Das lange Warten auf Hilfe: Die versteckten Hürden bei Essstörungen

Im Durchschnitt vergehen nach Beginn einer Essstörung zwei Jahre bis die Betroffenen in einem spezialisierten Zentrum Hilfe suchen. Eine Studie beschäftigt sich erstmals mit den Gründen für die Therapieverzögerungen, die fatale Folgen für die Patienten haben können.

Psychologin

Essstörungen frühestmöglich behandeln

Essstörungen sind schwere psychische Erkrankungen mit hoher Rückfallrate. Frühe Behandlungsinterventionen können den Krankheitsverlauf positiv beeinflussen, während bei Verzögerungen chronische und lebensbedrohliche Zustände möglich sind. Die britischen Leitlinien des National Institute for Health and Care Excellence (NICE) empfehlen daher eine Behandlung so früh wie möglich einzuleiten.

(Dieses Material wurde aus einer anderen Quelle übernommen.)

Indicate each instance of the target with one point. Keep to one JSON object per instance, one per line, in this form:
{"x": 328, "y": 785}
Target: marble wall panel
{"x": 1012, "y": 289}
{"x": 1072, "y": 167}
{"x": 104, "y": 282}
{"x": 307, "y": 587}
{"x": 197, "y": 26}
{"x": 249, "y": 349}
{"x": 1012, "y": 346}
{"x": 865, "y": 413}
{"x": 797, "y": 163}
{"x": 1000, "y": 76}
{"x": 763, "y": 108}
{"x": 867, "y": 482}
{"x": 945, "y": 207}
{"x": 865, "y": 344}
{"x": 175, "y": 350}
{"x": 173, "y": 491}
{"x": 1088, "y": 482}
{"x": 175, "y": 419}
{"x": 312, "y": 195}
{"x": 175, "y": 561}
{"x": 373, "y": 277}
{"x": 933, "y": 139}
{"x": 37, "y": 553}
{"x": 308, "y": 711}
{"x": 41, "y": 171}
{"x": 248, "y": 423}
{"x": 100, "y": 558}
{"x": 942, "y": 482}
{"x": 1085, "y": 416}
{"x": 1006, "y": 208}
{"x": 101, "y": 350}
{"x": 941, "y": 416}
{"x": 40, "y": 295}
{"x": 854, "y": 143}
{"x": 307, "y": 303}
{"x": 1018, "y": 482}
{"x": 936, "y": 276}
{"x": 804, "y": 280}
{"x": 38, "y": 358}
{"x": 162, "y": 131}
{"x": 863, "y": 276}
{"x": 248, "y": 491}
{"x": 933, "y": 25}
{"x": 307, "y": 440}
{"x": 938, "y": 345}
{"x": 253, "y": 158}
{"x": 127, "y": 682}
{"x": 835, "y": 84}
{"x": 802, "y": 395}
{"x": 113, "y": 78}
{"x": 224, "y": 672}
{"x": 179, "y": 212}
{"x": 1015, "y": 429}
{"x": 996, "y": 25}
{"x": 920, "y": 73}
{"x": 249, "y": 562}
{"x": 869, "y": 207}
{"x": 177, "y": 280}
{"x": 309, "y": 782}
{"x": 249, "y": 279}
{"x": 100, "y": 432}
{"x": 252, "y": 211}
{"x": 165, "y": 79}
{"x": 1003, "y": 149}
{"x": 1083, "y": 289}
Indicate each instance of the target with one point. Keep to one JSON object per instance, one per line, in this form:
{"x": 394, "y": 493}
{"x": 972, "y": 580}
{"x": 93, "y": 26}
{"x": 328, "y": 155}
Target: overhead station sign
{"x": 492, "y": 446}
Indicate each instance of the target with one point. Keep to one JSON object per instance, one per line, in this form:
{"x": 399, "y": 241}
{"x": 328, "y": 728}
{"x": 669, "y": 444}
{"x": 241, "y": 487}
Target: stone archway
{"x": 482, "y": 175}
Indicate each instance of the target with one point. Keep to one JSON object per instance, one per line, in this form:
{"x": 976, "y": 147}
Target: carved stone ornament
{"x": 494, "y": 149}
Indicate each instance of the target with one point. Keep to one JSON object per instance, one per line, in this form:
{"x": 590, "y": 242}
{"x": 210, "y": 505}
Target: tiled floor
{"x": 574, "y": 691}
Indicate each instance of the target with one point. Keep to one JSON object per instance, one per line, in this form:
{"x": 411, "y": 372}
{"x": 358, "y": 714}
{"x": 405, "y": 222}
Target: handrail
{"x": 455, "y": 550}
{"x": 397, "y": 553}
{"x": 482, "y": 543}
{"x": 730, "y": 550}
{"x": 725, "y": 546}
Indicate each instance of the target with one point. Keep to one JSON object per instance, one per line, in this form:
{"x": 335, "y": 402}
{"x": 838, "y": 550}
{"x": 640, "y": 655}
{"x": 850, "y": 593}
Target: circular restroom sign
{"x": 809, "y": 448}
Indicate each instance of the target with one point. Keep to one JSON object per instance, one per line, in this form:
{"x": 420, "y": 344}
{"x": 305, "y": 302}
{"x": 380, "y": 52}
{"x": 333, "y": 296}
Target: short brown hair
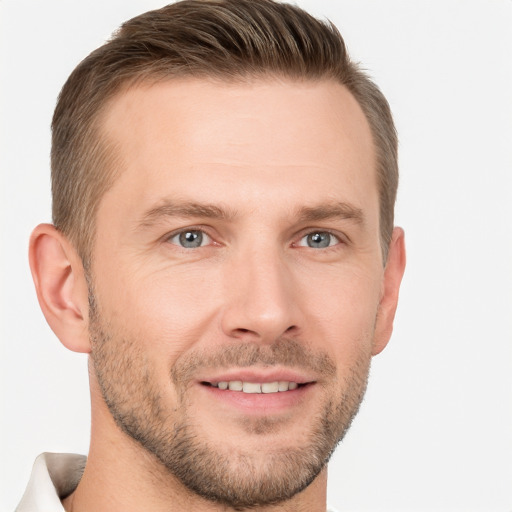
{"x": 224, "y": 39}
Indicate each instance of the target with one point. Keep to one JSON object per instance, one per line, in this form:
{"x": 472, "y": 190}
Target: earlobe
{"x": 61, "y": 286}
{"x": 393, "y": 273}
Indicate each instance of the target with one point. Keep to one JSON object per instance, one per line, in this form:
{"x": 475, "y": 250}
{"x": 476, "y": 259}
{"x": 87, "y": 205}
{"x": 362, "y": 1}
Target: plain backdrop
{"x": 435, "y": 430}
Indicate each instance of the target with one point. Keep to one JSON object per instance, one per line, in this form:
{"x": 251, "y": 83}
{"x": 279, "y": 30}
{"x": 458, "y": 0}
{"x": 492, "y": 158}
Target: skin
{"x": 278, "y": 158}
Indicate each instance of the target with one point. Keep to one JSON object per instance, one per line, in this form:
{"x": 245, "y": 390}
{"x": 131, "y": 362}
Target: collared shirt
{"x": 54, "y": 476}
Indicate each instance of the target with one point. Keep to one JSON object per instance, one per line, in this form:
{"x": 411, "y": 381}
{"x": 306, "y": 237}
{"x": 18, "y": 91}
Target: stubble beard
{"x": 240, "y": 480}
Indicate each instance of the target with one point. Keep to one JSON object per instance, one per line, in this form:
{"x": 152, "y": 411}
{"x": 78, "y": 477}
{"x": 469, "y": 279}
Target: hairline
{"x": 108, "y": 156}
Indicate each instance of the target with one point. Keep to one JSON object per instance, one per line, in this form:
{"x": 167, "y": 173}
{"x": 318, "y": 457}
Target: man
{"x": 223, "y": 248}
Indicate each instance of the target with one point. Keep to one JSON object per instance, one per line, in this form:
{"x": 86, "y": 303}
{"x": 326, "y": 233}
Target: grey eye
{"x": 319, "y": 240}
{"x": 190, "y": 239}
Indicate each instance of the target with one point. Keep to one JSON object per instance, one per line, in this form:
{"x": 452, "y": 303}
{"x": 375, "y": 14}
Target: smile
{"x": 255, "y": 387}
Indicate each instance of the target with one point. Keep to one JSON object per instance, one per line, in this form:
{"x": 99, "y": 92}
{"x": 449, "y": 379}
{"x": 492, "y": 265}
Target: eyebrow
{"x": 185, "y": 209}
{"x": 329, "y": 211}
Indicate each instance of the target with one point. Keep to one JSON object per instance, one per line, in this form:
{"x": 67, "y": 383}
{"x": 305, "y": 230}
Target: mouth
{"x": 281, "y": 386}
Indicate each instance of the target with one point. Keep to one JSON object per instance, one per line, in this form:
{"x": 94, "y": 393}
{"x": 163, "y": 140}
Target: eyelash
{"x": 169, "y": 238}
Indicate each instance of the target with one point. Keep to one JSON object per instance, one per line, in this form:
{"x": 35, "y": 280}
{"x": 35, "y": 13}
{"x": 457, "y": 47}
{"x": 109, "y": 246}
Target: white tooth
{"x": 252, "y": 387}
{"x": 235, "y": 385}
{"x": 283, "y": 385}
{"x": 270, "y": 387}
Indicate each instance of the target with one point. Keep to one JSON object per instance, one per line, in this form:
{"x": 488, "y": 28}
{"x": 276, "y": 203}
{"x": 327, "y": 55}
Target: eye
{"x": 319, "y": 240}
{"x": 190, "y": 239}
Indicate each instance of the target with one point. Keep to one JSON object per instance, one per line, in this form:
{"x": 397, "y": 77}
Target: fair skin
{"x": 275, "y": 183}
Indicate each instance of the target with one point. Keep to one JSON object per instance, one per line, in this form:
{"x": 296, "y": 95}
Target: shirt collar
{"x": 54, "y": 476}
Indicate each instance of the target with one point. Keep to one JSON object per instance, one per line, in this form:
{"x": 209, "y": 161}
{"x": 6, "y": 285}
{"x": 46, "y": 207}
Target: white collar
{"x": 54, "y": 476}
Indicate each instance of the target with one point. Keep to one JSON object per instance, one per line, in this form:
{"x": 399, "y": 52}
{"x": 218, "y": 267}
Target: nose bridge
{"x": 261, "y": 301}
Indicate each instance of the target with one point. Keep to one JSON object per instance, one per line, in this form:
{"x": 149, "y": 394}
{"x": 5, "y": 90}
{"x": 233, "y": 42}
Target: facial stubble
{"x": 175, "y": 436}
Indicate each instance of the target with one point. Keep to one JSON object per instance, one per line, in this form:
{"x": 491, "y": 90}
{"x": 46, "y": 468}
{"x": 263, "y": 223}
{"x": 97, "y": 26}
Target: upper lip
{"x": 261, "y": 376}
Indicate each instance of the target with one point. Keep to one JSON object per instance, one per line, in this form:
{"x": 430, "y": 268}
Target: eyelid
{"x": 173, "y": 234}
{"x": 340, "y": 237}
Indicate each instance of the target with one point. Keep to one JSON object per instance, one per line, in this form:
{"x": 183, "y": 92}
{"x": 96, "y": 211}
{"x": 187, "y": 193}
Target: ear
{"x": 61, "y": 286}
{"x": 393, "y": 273}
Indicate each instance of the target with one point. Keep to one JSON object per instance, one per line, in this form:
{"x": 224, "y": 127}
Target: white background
{"x": 435, "y": 431}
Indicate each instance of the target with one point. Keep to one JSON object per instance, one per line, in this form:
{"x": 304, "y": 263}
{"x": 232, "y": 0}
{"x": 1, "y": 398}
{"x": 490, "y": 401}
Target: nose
{"x": 260, "y": 298}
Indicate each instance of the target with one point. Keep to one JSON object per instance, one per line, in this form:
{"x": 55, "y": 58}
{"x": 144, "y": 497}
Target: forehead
{"x": 261, "y": 138}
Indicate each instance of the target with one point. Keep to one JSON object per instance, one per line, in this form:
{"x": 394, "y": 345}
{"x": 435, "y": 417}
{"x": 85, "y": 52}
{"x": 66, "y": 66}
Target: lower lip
{"x": 258, "y": 403}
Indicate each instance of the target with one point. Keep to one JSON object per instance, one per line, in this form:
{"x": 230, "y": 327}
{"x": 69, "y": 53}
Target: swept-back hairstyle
{"x": 230, "y": 40}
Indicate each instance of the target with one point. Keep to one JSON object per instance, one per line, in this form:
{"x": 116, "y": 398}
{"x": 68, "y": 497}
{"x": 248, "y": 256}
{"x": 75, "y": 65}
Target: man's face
{"x": 238, "y": 248}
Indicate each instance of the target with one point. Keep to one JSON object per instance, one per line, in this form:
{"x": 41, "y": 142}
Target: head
{"x": 230, "y": 41}
{"x": 224, "y": 180}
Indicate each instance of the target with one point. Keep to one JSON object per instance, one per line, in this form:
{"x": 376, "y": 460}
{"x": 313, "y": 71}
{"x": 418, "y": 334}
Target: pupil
{"x": 319, "y": 240}
{"x": 191, "y": 239}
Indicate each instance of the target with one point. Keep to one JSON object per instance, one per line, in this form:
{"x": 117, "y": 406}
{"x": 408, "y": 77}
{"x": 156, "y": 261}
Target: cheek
{"x": 341, "y": 313}
{"x": 164, "y": 311}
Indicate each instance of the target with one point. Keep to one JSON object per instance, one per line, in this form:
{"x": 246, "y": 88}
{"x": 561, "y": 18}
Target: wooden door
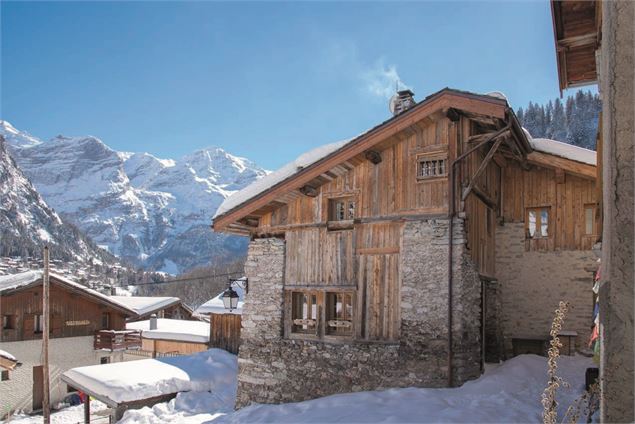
{"x": 38, "y": 386}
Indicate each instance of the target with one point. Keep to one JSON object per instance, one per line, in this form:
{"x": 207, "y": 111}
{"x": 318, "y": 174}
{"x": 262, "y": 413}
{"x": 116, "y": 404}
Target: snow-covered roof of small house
{"x": 144, "y": 305}
{"x": 216, "y": 306}
{"x": 564, "y": 150}
{"x": 173, "y": 329}
{"x": 27, "y": 279}
{"x": 213, "y": 370}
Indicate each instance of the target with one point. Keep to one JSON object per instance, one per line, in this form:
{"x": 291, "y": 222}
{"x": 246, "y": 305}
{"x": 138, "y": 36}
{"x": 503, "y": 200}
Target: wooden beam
{"x": 579, "y": 169}
{"x": 482, "y": 167}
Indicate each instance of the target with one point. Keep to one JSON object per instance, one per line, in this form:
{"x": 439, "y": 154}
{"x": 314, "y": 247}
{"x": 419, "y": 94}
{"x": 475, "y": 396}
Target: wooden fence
{"x": 225, "y": 332}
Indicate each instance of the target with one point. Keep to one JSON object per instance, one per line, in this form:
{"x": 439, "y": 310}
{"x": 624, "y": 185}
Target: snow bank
{"x": 7, "y": 355}
{"x": 211, "y": 371}
{"x": 506, "y": 393}
{"x": 216, "y": 305}
{"x": 173, "y": 329}
{"x": 568, "y": 151}
{"x": 144, "y": 304}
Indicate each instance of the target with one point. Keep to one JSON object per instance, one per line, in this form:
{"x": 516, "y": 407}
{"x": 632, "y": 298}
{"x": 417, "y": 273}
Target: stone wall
{"x": 617, "y": 81}
{"x": 532, "y": 284}
{"x": 273, "y": 369}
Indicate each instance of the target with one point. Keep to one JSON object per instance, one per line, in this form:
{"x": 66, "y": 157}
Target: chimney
{"x": 402, "y": 101}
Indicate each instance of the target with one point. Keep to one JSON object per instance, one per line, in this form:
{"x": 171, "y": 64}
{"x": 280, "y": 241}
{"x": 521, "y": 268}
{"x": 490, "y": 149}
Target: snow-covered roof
{"x": 567, "y": 151}
{"x": 24, "y": 279}
{"x": 143, "y": 305}
{"x": 213, "y": 370}
{"x": 173, "y": 329}
{"x": 288, "y": 170}
{"x": 216, "y": 306}
{"x": 7, "y": 355}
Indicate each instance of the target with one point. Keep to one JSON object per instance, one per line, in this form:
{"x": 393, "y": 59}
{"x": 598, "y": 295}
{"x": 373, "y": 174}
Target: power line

Studien zeigen, dass vom Beginn einer Essstörung bis zur spezifischen Therapie 2-5 Jahre vergehen. Zu diesen Verzögerungen können eine mangelnde Krankheitseinsicht und die Angst vor einer Stigmatisierung als „psychisch krank“ der Patienten aber auch Hürden auf den medizinischen Versorgungspfaden beitragen. Diese wurden bislang in Bezug auf Essstörungen noch nicht untersucht. Das haben europäische Forscher an spezialisierten Zentren für Essstörungen unter der Koordination Prof. Dr. Alessio Maria Monteleone von der Luigi Vanvitelli Universität von Kampanien nachgeholt.

Welche Wege führen zum Spezialisten?

Das Ziel der multizentrischen Studie bestand darin, die Wege von Patienten mit Essstörungen zu einer Versorgung durch spezialisierte Zentren nachzuverfolgen und Barrieren auf diesen Wegen zu erkennen. Die Teilnehmer wurden aus Patienten rekrutiert, die in einem der elf teilnehmenden Zentren medizinische Hilfe suchten. Eingeschlossen wurden Patienten mit einer den DSM-5-Kriterien entsprechenden Diagnose „Essstörung“.

WHO-Tool zur Erfassung von Versorgungspfaden

Um den komplexen Weg in ein Zentrum für Essstörungen im Detail nachzuvollziehen, wurde ein Tool genutzt, das in Zusammenarbeit mit der Weltgesundheitsorganisation (WHO) entwickelt wurde.
Erfragt wurden unter anderem die Anzahl und die Fachrichtungen der zuvor aufgesuchten Gesundheitsfachleute, psychische und somatische Probleme, das Auftreten von essensbezogenen Symptomen und das zeitliche Intervall zwischen dem Beginn der aktuellen Essstörung und der Ankunft in einemspezialisierten Zentrum.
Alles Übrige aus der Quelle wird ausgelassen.